В конце концов Майя – а к тому времени, чтобы стать хоть чуточку необычнее, она стала звать себя Маи, – вспомнила о волшебном пере. Желания, которые она загадывала, становились все хуже, хуже. Она требовала любви, стихов, подарков, подвигов, дружбы прекраснейших королев. Но все это не длилось долго: поработает волшебство, и человек его сбросит, потому что очень уж Маи резка. И тогда она решила отомстить. Прекрасных королев она превратила в змей или цветы, рыцарей – в лягушек, бессчетные свитки стихов сожгла. Стала злой колдуньей. Какая она и сейчас.
Вероника задумалась, допила чай, а потом спросила:
– Но ведь это не оправдывает того, что она делает плохие вещи? Делать плохие вещи, чтобы быть необычной, – плохо. Лучше делать хорошие и…
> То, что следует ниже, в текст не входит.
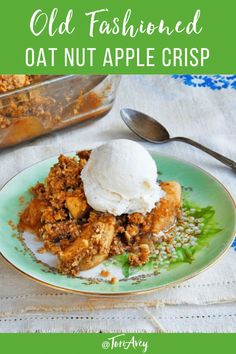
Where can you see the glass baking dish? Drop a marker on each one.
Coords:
(53, 104)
Она запнулась. Она не хотела прибавлять «…быть обычной». Она не была уверена, что правда думает так, сильно-сильно засомневалась и огорчилась. Дракон предложил ей еще чашку чая с аккуратным кубиком сахара, но Вероника отказалась. И ушла. Здесь тоже можно было бы окончить историю, и она стала бы хорошим уроком всем девочкам и мальчикам, которые так хотят быть необычными, что забывают: важнее быть хорошими. Но так тоже не случилось.
Бедная Вероника, не зная, что делать, побрела вдоль озера к городу. Она еле передвигала ноги: возвращаться не хотелось. И она все думала, как, ну как же теперь победить Маи? Если ее сердце съел дракон, а она жива-здорова?..
– Все потому, девочка, что нет у нее сердца. И не так просто ее победить.
Вероника подпрыгнула – так испугалась. Кто, кто с ней заговорил? А это была толстая лупоглазая лягушка, которая сидела в озере на белом камешке.
– Фу, – сказала Вероника, забыв о том, что она вежливая девочка.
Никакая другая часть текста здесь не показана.